The developmental view is central to the Western psychotherapeutic approach. It’s based on the idea that experiences we have as children, mostly in our family of origin, have a profound impact on the rest of our lives. In response to difficult experiences, we create strategies or behavioral patterns to help us deal with what we experience as threats to our emotional and sometimes even physical survival. What we first use for our survival, we later use as a generalized and familiar way of engaging in life.
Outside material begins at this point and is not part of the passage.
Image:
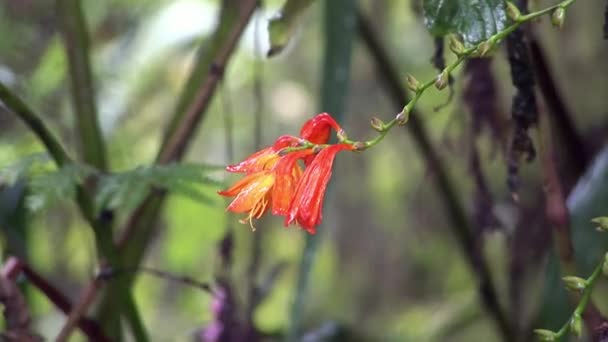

These formulas or strategies are usually very intelligent and appropriate at the time they are created and are often of very real benefit to us. As a result, they tend to become habitual and then to persist long after they are needed. Because they are responses to disturbing and even dangerous realities, they are usually associated with quite a bit of anxiety. We avoid feeling this anxiety by pushing these strategies out of our awareness. They then continue to operate without our conscious participation, potentially for the rest of our lives, unless brought into awareness and challenged once we are adults.

Often in developmental work, the first step is to help clients see that the recurring patterns they’re experiencing are not caused by, or really about, current life circumstances or current relationships. Moreover, these strategies do not arise from pathology or bad intentions. Instead, they represent our young efforts to take the very best care of ourselves possible. Usually the issue with these strategies is that they are several decades out of date.

The ways in which our necessary childhood strategies become our unnecessary adult neuroses is a basic theme in Western developmental work. These strategies were usually worth the price tag when we were young, dependent, immature children in our families of origin. But as adults, the benefits we get are no longer worth the price we pay.